Ce n’est pas tant la vente de Lolita de Nabokov (qui émoustille plus qu’elle ne choque les villageois) que son refus de se plier aux exigences de Violet Gamart, la châtelaine locale, qui va la transformer aux yeux de tous en paria. Et pourtant, désireuse de bien faire, Florence Green ne résiste pas contre vents et marées. Elle essaie de s’attirer la bienveillance des habitantes de Hardborough en offrant des emplois à leurs maris et filles, elle accepte de se rendre à une soirée des époux Gamart… Classique dans sa forme et son fond, The Bookshop est en fait la sobre reconstitution historique d’une époque qu’on aimerait bien révolue mais qui semble hélas toujours d’actualité.
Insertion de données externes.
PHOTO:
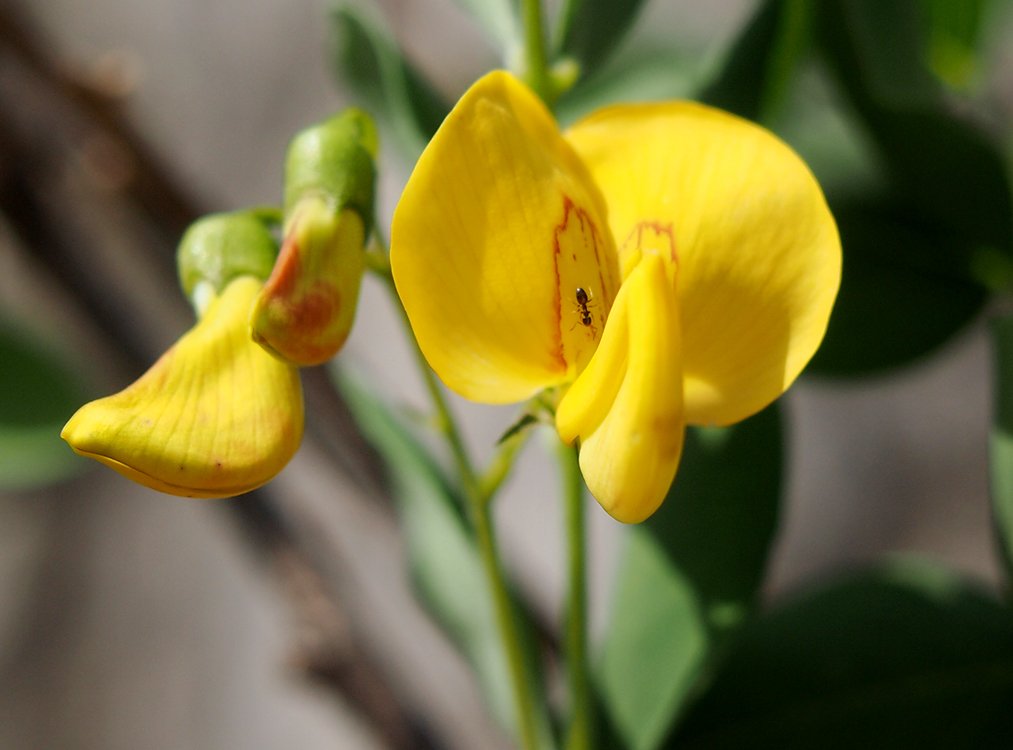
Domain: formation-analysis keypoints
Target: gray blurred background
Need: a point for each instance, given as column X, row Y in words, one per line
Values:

Si la descente aux enfers de Florence est savamment orchestrée, ménageant certains moments de répit qui laissent entrapercevoir une issue de secours pour la courageuse et honnête libraire, le film refuse la carte de l’heureux dénouement pour plus de réalité sociale.
Dans une contrée balayée par les vents et les marées, les longues promenades en bord de plage ne suffisent plus à Florence pour respirer. Contrastant avec ces magnifiques paysages entre ciel et mer, les scènes d’intérieur, à l’exception de celles qui réunissent Florence et sa jeune aide (Honor Kneafsey) dans la librairie, sont toutes oppressantes… Même la littérature ne permet plus d’oublier la mesquinerie et la bigoterie ambiantes, toutes alimentées par les ragots de la grande dame patronnesse.
Si Coixet reste évasive sur les liens nauséabonds qui ont pu exister (et peut-être existent encore) entre la noblesse et les différentes chambres du Parlement, elle excelle dans la suggestion des sentiments larvés, ou étouffés par la sacro-sainte réserve britannique. Bill Nighy est ainsi excellent en vieux garçon énamouré et James Lance parfait en courtisan mielleux de jeunes et moins jeunes femmes.
Déclaration d’amour aux livres (notamment le Fahrenheit de Ray Bradbury), The Bookshop (récompensé par 3 Goyas en Espagne -l’équivalent de nos Césars) est une peinture de mœurs au classicisme assumé rehaussée de la présence d’excellents acteurs. On notera aussi dans la bande-son la discrète Ala.ni qui interprète de belles mélodies jazz.
The Bookshop FILM ANNONCE VOSTFR from Septième Factory on Vimeo.
Date de sortie : 19 décembre 2018 (1h 52min)
De Isabel Coixet
Avec Emily Mortimer, Bill Nighy, Patricia Clarkson…
Genre Drame
Nationalités espagnol, britannique, allemand
1 réponse
[…] les figures de marginaux qui peuplaient déjà ces précédents longs-métrages de fiction. Dans The Bookshop (récompensé par 3 Goyas en Espagne -l’équivalent de nos Césars), Florence Green, jolie veuve […]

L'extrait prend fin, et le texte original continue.